L’Orchestre symphonique de Montréal s’est produit mercredi soir, et pour la première fois il était possible de remplir la Maison symphonique grâce aux nouvelles règles sanitaires (pas de distanciation à respecter, mais port du masque en tout temps). Le chef danois Thomas Søndergård, qui remplaçait Vasily Petrenko, n’a pas fait salle comble, mais il s’est démarqué par une maîtrise souveraine des trois partitions au programme.

Car le musicien n’est décidément pas du genre à se contenter de l’à-peu-près. Même dans Precipice, œuvre de la compositrice britanno-colombienne Dorothy Chang dont c’était la création, Søndergård se distingue par son engagement et sa connaissance de la partition, qu’il a probablement eue en main il n’y a pas très longtemps.
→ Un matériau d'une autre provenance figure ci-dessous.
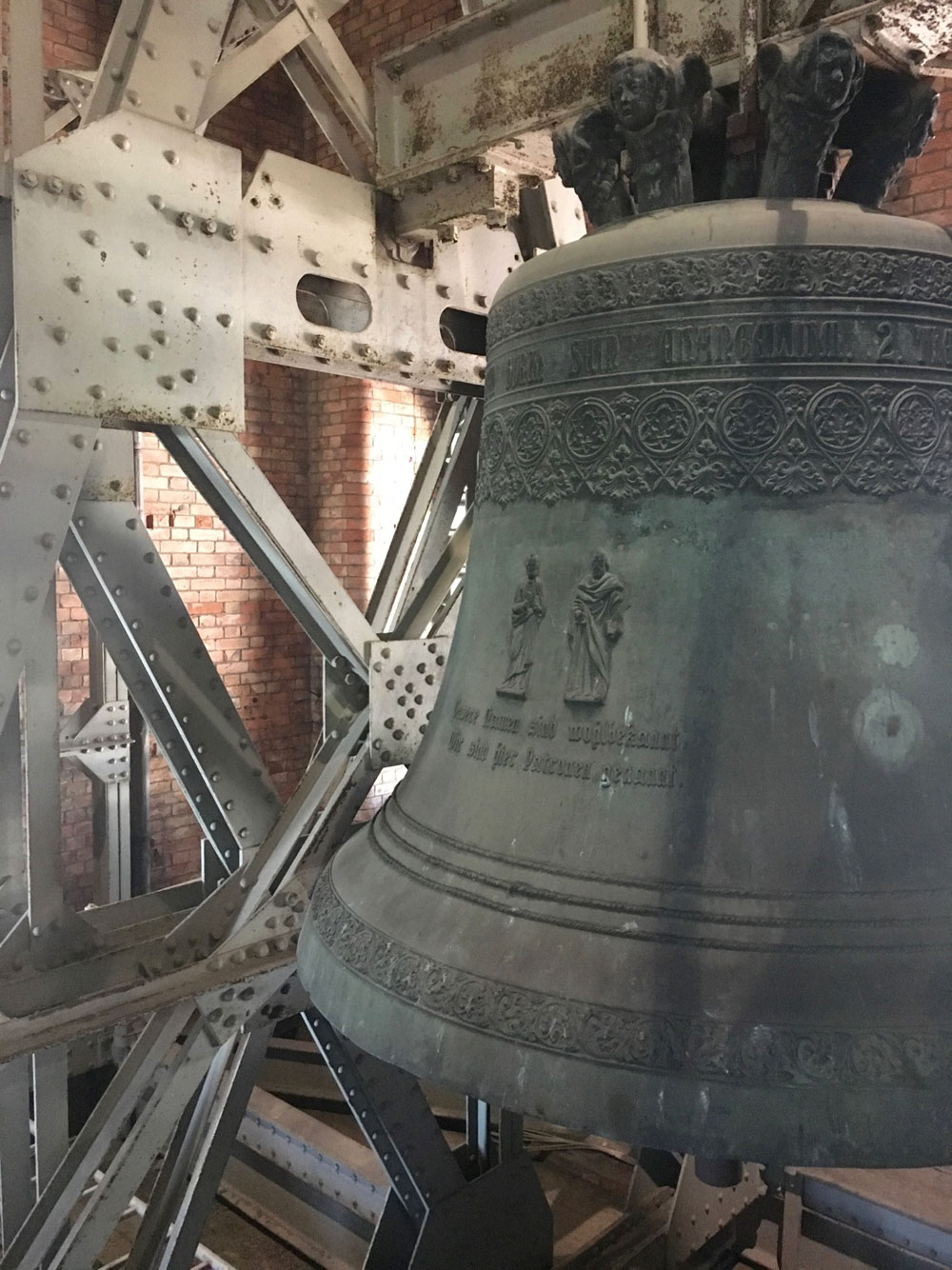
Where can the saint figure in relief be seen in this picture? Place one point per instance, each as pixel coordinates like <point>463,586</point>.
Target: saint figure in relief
<point>527,613</point>
<point>596,627</point>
Inspirée, aux dires de la compositrice, des différentes menaces (climatiques, sanitaires, etc.) qui planent sur l’humanité, l’œuvre joue sur les accumulations graduelles de sonorités, avec une grande place donnée aux vents, qui enchaînent de courtes mélodies tirant notamment profit des jeux de détimbrage. La présence importante des percussions n’est pas sans donner une certaine couleur asiatique à la partition. C’est intense et intellectuellement stimulant.

D’une dizaine de minutes, Precipice met la table pour la Symphonie no 5 en mi bémol majeur de Sibelius. Et c’est là que le chef invité apparaît sous son plus beau jour, notamment par la qualité de sa communication avec l’orchestre. Il parvient à guider chaque pupitre – on serait presque tenté de dire chaque musicien – dans les méandres de cette partition foisonnante.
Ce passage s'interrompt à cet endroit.